The following URL appeared in today's email, obviously as part of some phishing attempt:
https://signin.ebay.com/ws/eBayISAPI.dll?SignIn&UsingSSL=1&pUserId=&co_partnerId=2&siteid=0&ru=
http%3A%2F%2Fcgi4.ebay.com%2Fws%2FeBayISAPI.dll?MfcISAPICommand%3d
RedirectToDomain%26DomainUrl=
http%3A%2F%2F62.193.211.236%2FeBayISAPI.php&pageType=1883
If you want to try it out yourself, click here.
After casual examination, it looks like an attempt to make use of the eBay RedirectToDomain exploit that was originally posted on Bugtraq on Feb. 13, 2005. This one, however, startled me, because after clicking it I ended up on a genuine-looking secure eBay login page, with a valid certificate. This is not what I expect to get when I visit such a phishy-looking URL.

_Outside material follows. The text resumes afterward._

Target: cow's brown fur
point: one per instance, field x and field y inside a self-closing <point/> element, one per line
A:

As far as I am able to tell, the certificate is valid, and it is valid because eBay in this specific case ignores the phisherman's redirect request. However, I think it is just bad practice on eBay's part to actually accept an incoming URL with a lot of trailing bogus material as a legitimate entry point to a secure login page, even if it ignores the bogus bits and serves the user a genuine page. This practice will make it simpler for the phishers to fool users into being un-critical about the URLs they click on, and not all bogus URLs will misfire like this one.
By the way, the orginal RedirectToDomain problem reported on BuqTraq is not fixed (see the first example below), but redirecting a secure page in a similar fashion does not appear to work any more (see second example). Whether it ever worked is anybody's guess.
Two examples:
- Unsecure redirect. This uses eBays internal RedirectToDomain to redirect from eBay to my webpage. The redirect works, but the URL gives the game away. (Postscript, Nov. 2006: It no longer works - eBay has finally fixed this.)
- Secure page redirect. A similar exploit, but redirects from a secure eBay page to my home page. This does not appear to work.